LANCES INOCENTES- EM BUSCA DE BOBBY FISCHER

Pablo González Blasco Filmes Leave a Comment

(Innocent moves – Searching for Bobby Fischer). Diretor: Steven Zaillian. Max Pomerance, Joe Mantegna, Ben Kingsley. USA 1993. 110 min.

A vida é uma sequência de eventos maravilhosos, autêntica aventura, e não apenas sucessão de coincidências. Embora não passe disso para quem carece, no seu íntimo, do líquido revelador que decodifica os acontecimentos, extraindo dos negativos a beleza das imagens e a lógica que as une. Sucede como com as enzimas digestivas, e valha o prosaico do exemplo. De nada adianta ingerir aquela substância se não se possuem as enzimas que permitem absorvê-la. À sensação de plenitude, enchimento físico segue-se o desconforto que precede o esvaziamento violento e incômodo dos alimentos ingeridos.

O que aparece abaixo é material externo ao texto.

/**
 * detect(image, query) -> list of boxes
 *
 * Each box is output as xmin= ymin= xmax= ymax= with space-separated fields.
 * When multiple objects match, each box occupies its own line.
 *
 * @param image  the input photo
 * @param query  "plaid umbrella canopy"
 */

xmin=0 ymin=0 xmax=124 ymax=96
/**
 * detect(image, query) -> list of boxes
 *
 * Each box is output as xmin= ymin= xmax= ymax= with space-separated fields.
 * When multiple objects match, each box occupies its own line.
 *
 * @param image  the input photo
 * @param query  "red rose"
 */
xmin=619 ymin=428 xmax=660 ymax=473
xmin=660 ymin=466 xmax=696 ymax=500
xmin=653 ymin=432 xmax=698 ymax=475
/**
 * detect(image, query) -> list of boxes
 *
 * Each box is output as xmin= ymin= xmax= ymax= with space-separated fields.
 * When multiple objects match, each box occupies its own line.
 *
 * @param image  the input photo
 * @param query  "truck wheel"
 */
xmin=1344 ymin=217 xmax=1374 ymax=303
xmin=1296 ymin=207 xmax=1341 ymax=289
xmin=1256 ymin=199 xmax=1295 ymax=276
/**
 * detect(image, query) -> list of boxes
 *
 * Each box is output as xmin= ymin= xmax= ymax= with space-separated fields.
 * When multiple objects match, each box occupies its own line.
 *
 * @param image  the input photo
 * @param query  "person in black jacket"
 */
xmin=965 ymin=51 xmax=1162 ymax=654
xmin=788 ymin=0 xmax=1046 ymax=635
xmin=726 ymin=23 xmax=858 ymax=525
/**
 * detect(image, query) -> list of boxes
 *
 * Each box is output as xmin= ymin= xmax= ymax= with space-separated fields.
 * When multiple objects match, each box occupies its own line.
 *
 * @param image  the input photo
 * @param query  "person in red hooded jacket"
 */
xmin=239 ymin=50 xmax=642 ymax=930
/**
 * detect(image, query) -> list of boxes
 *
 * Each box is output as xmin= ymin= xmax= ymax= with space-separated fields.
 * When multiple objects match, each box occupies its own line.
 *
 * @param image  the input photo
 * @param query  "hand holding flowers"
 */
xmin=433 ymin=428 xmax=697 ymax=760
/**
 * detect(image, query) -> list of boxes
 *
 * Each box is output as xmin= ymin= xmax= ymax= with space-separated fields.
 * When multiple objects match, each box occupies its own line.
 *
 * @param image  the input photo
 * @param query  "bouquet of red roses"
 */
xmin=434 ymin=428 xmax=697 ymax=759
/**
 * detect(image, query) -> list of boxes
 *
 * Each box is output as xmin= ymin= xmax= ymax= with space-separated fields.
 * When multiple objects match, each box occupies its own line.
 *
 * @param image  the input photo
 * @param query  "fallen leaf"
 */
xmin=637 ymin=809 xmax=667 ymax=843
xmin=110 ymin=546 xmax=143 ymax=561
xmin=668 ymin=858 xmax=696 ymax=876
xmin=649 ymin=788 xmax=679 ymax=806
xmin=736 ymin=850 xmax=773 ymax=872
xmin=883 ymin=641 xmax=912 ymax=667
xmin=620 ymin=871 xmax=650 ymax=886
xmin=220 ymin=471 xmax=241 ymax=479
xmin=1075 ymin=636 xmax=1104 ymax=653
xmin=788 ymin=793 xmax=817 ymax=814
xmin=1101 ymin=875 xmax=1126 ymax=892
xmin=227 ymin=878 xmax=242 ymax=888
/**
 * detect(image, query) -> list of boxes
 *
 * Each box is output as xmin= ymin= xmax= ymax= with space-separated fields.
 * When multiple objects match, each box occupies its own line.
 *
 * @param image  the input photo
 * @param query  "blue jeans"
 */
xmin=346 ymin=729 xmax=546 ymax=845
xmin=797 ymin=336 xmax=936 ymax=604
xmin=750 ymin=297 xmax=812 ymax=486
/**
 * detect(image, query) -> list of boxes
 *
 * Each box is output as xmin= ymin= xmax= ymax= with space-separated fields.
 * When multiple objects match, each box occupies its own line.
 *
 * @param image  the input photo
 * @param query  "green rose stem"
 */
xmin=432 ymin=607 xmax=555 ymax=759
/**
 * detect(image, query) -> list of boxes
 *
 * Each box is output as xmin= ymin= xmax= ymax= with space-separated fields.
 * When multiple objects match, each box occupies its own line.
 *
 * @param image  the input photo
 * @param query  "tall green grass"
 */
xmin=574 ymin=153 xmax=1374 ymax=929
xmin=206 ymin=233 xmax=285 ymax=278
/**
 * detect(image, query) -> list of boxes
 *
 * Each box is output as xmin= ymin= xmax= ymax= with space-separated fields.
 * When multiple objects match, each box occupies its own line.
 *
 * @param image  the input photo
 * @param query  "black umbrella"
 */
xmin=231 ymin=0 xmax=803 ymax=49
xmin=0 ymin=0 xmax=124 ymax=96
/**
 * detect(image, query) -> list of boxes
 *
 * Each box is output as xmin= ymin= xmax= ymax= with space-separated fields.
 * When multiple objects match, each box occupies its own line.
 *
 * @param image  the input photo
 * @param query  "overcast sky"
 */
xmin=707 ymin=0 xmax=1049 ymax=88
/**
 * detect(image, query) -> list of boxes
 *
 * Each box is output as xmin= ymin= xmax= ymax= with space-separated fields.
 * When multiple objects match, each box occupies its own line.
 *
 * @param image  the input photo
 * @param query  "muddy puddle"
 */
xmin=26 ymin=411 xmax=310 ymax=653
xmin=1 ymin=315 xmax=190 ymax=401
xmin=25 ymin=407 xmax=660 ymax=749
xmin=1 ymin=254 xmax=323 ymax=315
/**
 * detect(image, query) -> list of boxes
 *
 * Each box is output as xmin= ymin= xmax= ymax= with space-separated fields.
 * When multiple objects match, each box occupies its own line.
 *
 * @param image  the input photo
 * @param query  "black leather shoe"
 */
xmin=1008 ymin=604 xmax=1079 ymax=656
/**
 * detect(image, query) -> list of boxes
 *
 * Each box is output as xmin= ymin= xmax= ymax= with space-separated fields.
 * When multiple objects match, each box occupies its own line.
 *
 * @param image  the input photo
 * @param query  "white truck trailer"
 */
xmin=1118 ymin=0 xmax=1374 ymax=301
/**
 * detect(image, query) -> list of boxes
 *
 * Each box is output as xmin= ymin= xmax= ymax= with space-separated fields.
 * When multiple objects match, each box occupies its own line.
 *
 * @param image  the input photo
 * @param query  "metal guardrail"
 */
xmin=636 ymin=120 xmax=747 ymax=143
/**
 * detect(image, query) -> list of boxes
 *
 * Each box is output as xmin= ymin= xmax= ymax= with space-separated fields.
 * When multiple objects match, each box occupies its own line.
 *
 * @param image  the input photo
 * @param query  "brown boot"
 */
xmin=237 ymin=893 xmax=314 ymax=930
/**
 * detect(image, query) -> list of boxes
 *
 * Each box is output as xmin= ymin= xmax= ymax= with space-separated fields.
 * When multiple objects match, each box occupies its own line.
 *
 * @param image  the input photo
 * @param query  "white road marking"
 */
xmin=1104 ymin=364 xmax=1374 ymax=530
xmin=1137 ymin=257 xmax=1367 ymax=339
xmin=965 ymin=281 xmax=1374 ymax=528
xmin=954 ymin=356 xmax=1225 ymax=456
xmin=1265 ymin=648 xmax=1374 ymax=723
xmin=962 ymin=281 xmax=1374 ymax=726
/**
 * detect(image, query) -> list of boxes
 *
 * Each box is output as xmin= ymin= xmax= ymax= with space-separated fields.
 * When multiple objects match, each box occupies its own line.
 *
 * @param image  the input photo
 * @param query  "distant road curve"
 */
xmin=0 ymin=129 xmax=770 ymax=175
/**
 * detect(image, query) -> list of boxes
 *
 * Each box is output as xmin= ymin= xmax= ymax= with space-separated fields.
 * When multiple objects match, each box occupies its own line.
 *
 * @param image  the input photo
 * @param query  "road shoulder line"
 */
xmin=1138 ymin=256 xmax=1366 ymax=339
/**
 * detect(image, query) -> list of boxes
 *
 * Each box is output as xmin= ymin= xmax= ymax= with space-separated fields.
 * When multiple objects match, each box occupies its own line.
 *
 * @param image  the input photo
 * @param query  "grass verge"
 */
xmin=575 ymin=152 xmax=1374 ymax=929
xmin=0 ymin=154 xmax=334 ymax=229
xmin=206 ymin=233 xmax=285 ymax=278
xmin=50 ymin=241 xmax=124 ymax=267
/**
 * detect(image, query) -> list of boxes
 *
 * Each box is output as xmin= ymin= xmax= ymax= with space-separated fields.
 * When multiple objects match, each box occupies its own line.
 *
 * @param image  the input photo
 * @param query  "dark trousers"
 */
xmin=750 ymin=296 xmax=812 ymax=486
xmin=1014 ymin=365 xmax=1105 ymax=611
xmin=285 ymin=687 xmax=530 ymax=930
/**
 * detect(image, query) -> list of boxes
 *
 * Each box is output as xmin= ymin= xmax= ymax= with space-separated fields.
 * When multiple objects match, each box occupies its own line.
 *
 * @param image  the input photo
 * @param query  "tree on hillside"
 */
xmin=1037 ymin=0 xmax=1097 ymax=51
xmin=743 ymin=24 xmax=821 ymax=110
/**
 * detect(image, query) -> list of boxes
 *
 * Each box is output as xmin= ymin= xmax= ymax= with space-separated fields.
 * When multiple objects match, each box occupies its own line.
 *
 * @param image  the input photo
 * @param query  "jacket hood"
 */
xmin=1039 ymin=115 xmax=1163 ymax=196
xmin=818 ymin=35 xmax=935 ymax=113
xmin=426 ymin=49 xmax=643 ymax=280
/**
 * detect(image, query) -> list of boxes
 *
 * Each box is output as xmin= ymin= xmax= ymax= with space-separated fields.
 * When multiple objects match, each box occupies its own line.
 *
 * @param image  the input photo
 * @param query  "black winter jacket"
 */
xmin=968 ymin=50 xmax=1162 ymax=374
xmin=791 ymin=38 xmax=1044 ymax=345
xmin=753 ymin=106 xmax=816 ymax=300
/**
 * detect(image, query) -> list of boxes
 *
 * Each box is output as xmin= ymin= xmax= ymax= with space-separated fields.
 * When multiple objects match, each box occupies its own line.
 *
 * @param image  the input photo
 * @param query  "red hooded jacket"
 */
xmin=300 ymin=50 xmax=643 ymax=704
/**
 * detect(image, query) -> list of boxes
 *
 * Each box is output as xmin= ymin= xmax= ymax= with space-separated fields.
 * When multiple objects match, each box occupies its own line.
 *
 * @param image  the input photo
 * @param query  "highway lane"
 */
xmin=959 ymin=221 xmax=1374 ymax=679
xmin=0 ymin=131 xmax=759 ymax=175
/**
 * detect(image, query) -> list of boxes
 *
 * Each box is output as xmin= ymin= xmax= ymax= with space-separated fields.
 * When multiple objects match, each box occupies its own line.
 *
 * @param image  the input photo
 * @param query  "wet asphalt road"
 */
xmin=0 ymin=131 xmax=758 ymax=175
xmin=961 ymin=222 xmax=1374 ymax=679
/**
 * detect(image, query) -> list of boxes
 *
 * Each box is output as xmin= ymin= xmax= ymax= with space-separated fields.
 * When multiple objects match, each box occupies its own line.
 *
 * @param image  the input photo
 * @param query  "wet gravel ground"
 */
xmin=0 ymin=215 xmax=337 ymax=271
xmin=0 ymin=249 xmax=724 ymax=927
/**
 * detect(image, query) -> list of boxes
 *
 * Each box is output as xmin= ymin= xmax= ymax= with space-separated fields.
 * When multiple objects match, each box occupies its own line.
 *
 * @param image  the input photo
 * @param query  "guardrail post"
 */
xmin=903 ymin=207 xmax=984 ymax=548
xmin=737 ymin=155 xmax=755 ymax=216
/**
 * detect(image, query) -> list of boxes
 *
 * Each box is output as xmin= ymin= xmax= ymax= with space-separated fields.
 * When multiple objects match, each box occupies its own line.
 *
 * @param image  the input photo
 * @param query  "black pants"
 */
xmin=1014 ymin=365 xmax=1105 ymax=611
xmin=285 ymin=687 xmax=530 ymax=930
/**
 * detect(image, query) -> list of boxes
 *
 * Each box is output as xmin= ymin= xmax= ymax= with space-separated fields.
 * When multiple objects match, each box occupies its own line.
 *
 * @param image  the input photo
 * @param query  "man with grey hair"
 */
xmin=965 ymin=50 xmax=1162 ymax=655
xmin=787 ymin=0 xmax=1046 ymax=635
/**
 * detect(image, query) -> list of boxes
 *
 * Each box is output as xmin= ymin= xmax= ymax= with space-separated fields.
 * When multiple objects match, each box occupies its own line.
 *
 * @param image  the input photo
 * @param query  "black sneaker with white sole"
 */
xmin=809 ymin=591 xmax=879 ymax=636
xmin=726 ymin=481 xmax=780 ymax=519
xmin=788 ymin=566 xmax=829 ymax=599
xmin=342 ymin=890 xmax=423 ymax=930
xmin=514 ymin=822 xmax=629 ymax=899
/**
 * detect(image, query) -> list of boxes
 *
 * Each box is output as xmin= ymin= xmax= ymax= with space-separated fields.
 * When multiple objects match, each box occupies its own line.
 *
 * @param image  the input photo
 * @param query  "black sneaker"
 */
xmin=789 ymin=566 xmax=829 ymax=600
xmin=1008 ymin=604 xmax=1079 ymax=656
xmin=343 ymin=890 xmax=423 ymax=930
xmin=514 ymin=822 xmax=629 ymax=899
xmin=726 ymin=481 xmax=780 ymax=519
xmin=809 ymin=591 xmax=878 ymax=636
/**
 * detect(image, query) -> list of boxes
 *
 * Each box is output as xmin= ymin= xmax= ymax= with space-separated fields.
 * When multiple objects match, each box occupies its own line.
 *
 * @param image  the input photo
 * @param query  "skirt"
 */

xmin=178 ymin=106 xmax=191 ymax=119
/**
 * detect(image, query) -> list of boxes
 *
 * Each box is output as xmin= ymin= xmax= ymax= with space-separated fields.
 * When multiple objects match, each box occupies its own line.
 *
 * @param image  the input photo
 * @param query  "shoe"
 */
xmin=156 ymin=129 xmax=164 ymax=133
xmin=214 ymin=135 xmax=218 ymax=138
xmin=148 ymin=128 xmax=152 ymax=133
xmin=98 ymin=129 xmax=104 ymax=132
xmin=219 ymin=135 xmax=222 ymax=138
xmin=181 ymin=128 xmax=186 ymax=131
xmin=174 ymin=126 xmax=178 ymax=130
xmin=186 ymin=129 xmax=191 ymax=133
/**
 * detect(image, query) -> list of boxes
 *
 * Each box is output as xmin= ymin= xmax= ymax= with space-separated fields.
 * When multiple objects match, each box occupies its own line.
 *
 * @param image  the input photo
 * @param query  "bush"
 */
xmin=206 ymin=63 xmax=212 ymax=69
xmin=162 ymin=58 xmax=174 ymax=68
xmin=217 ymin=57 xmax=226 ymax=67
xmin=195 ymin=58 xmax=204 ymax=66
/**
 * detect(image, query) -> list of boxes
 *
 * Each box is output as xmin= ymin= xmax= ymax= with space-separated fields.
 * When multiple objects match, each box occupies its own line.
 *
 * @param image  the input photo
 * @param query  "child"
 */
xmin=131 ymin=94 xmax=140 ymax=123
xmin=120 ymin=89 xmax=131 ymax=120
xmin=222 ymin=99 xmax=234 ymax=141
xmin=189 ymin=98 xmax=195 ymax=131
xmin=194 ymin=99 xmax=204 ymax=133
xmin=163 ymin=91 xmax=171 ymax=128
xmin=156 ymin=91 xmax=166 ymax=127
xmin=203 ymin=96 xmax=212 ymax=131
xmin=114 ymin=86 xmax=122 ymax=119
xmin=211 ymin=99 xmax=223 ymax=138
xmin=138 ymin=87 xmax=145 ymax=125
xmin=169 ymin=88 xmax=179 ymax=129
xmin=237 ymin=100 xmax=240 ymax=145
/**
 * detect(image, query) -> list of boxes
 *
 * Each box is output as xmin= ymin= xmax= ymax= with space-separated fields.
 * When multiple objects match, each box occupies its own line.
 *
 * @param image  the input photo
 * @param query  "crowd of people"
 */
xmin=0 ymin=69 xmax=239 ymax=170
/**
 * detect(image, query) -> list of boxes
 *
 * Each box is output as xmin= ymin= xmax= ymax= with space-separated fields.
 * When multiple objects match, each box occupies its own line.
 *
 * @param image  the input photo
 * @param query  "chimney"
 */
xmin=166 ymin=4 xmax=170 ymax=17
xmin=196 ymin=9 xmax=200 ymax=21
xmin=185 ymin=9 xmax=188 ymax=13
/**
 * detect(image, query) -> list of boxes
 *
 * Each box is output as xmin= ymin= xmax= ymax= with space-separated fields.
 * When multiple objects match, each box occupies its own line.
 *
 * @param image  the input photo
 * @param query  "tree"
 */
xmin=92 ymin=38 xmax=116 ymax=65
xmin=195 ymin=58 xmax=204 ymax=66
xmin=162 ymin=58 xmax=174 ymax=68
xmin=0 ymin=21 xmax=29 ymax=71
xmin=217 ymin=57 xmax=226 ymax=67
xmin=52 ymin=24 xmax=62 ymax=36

Assim passam muitos pela vida, sem nada aproveitar, sem nutrir-se das riquezas que as vivências trazem consigo, por serem incapazes de digeri-las. E assim passam muitos filmes, saturados de nutrientes, de valores, pela existência dos espectadores: entram pelos olhos, preenchem o tempo, e vão-se embora sem tocar o coração e a alma, deixando apenas uma camada epidérmica de tênue sensibilidade, fruto da visão superficial que se tem da própria vida. Quando muito, um par de lágrimas que secam com o primeiro vento da rotina diária.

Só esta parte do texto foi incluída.